Thus, to judge politicians on their race before their aptitude is totally counterproductive, and so it is patently wrong to claim that without the Voice to Parliament, Aboriginal Australians have no parliamentary voice. They do. They have the same parliamentary voice that I have and that you have. That is the beauty of an egalitarian, liberal democracy: at the ballot box, no one constituent wields more influence than another.

If the Voice passes, that will fundamentally change, and our system will devolve from beauty to uglinessThere is one constitution for us all, and it should make no further prescriptions as to our race, gender, sexuality or any other characteristic. The Australian Constitution is the blueprint for our nation. Why now should we seek to enshrine the concept of race into that blueprint when, for the last 122 years, we have worked so hard to craft a Constitution that is, in pursuit of true liberality, purposely colour-blind?

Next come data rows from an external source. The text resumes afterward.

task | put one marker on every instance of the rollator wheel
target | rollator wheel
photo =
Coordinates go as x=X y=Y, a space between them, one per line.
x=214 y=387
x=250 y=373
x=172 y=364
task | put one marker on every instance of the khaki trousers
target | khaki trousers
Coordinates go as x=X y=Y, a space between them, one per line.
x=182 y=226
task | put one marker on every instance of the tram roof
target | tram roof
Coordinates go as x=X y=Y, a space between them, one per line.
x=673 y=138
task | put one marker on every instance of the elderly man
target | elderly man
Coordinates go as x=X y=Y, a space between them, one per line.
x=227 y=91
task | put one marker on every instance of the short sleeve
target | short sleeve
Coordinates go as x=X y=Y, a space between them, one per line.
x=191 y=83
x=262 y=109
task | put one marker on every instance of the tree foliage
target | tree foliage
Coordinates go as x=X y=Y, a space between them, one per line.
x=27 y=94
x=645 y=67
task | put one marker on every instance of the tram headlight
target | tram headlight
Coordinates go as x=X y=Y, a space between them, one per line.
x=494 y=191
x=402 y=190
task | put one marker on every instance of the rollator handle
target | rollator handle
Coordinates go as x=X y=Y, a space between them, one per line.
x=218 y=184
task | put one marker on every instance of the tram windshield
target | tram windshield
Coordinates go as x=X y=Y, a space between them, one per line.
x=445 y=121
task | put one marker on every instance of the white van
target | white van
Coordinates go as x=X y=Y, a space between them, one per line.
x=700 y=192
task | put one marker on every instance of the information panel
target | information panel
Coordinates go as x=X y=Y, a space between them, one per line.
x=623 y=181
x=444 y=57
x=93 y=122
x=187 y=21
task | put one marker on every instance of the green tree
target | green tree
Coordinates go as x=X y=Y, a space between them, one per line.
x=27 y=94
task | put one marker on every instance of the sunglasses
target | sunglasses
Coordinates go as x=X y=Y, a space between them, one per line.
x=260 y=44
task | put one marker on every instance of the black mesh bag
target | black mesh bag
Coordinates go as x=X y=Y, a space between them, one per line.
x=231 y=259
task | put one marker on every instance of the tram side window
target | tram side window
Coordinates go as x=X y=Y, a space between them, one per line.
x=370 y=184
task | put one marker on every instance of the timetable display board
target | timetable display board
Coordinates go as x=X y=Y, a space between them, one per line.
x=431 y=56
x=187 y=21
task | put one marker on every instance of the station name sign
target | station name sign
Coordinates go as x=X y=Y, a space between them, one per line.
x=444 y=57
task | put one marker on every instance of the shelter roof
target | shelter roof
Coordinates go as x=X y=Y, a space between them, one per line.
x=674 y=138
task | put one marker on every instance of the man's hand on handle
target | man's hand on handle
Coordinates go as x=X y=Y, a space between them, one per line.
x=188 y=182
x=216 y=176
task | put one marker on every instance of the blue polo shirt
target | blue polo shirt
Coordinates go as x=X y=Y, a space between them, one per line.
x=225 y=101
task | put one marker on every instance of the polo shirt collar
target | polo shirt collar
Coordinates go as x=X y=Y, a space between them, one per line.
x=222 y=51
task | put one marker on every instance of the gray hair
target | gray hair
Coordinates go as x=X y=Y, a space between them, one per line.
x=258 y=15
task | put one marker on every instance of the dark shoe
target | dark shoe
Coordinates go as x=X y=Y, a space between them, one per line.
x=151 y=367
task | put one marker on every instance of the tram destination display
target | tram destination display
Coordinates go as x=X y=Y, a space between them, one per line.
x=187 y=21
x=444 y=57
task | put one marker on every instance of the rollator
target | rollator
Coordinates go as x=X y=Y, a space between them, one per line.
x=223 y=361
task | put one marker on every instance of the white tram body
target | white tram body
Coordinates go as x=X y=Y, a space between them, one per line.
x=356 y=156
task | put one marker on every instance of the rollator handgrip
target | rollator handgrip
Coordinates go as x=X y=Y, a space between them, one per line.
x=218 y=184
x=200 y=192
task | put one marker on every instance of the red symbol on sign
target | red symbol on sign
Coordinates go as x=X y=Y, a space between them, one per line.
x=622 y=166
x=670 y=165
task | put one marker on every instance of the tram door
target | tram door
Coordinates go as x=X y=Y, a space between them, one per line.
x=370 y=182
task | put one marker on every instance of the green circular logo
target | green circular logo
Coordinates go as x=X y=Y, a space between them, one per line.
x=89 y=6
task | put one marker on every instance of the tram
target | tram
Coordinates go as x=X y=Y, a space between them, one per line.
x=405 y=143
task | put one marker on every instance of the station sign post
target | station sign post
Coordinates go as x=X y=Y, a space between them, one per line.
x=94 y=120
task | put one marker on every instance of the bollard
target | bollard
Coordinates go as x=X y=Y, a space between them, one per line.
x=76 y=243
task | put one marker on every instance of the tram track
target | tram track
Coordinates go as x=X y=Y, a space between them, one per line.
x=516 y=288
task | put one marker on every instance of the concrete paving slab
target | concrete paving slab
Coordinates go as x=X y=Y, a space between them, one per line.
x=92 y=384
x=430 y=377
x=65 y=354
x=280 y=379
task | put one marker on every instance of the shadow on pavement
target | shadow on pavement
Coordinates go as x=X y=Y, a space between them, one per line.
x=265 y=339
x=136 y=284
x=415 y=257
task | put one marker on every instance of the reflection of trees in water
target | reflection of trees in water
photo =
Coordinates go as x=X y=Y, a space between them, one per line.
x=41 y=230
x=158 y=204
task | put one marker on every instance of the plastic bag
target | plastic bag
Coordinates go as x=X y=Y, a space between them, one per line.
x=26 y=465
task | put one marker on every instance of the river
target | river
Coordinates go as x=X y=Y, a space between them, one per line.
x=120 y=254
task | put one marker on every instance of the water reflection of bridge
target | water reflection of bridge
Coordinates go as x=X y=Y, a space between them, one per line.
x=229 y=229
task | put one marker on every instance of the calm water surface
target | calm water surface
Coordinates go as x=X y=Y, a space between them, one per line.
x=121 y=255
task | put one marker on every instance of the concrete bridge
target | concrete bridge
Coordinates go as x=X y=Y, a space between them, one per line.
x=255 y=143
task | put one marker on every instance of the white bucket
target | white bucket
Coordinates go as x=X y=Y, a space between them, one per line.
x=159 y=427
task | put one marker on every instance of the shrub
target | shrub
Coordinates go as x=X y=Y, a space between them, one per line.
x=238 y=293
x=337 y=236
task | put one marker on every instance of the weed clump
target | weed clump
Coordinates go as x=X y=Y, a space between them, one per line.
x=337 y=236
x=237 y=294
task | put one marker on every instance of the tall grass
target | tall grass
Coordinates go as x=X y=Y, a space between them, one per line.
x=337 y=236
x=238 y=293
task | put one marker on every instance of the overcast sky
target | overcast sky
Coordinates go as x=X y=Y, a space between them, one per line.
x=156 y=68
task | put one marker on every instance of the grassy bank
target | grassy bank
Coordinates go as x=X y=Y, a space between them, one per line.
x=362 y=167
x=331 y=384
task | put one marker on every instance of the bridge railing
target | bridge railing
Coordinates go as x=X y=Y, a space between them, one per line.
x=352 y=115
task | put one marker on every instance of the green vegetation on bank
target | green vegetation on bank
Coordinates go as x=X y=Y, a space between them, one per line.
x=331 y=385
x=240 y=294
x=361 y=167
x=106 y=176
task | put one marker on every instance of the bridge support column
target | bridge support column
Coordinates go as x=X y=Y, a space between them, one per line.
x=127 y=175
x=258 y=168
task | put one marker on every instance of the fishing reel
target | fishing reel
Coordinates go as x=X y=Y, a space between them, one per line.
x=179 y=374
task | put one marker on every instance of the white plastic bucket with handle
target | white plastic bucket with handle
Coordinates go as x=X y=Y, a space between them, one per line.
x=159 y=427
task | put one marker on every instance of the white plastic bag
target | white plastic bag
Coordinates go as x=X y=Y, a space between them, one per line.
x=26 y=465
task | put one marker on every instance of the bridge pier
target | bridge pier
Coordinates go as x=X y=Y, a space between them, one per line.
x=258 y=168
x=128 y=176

There is not one nation in recorded human history that has benefited from constitutionally enshrining race as a concept. Nazi Germany and apartheid South Africa immediately leap to mind, as does today’s Malaysia. In Malaysia, a person is onlyconsidered to be Malay if they are Muslim; speak Malay regularly; practise Malay customs; and live in or have blood ancestors from Brunei, Malaysia ,or Singapore. And that’s not culturally accepted or even legislated, that’s upheld by Article 160 in the Federal Constitution of Malaysia.

No country benefits from segregating its citizens into racial classes, not economically, socially, psychologically, or geopolitically. Surely, history has taught us that.

If it is currently the case that the majority of Australians support the Voice to Parliament, I do not believe their convictions yet run so deep that they are no longer sympathetic to reason. It befalls us concerned few to publicly reject the manipulative, pseudo-moral advance of bad faith actors. The Voice should not and cannot be judged on its ‘vibe’ as its poster boy-cum-prime minister demands, nor should innocent people tolerate this insidious weaponisation of their compassion. The Voice must be judged on its merits through considered and robust debate. A thorough contest of ideas is foundational to our democracy; the day we stifle debate is the day we lose our freedom, and I am firmly of the opinion that hardworking Australians have a vested interest in ensuring this proposed Voice to Parliament is properly and decisively debated.

The above, then, begins my contribution to that debate.

For some of the reasons I have articulated – and there are others – I am voting against this proposed Voice to Parliament. In so doing, I am not a racist. I am a critic. ‘I judge a man by what I see him do,’ C. S. Forester taught me at a young age; I have judged the Voice on its merits and found it wanting. Incidentally, a close friend of mine is Aboriginal and he agrees; he’ll be voting against the Voice too. To vote against the Voice is not to condone or perpetuate racism. Bad faith actors would have you believe otherwise, but do not succumb to their intimidation. To vote against the Voice is not a racist act. It is, on balance, a responsible act.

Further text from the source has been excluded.